The drastic measures against pedophiles have broad support in society, although some rights activists have spoken out against the punishment.
“This method does not work 100 percent. Some patients continue to experience sexual desire despite the hormonal changes,” Mikhail Zakharchenko, a doctor, told 365info.kz. “Moreover, the erectile functions of pedophiles are suppressed only while they are taking the medication, but after the course of treatment, they return to normal.”
Zakharchenko also noted that the medication used during chemical castration can be neutralized by taking drugs designed to restore sexual potency and increase testosterone levels.
The way this remedy is being adopted in Kazakhstan differs notable from similar initiatives in some western countries, where pedophiles typically volunteer for the treatment instead of having it applied to them as a matter of course.

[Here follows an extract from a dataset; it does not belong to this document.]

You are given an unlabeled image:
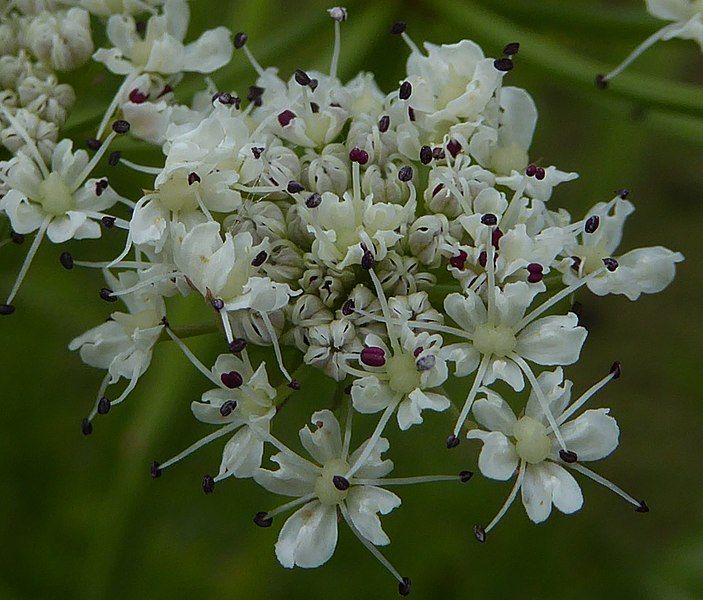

The authorities, however, intend to go further in their campaign against pedophiles.
One plan is to create an online database with pictures of previously convicted pedophiles.
Today.kz cited first deputy General Prosecutor Iogan Merkel as saying that members of the public will be able to visit the site to look at photos of convicted individuals and look up where they live.
That approach was initially adopted in Britain in 2000 following a concerted tabloid newspaper-led campaign. Introduction of the sex offender registry sparked a wave of vigilante assaults that sometimes ended up targeting the wrong people.
What is being proposed in Kazakhstan appears on the face of things to present a much greater risk of provoking vigilante behavior.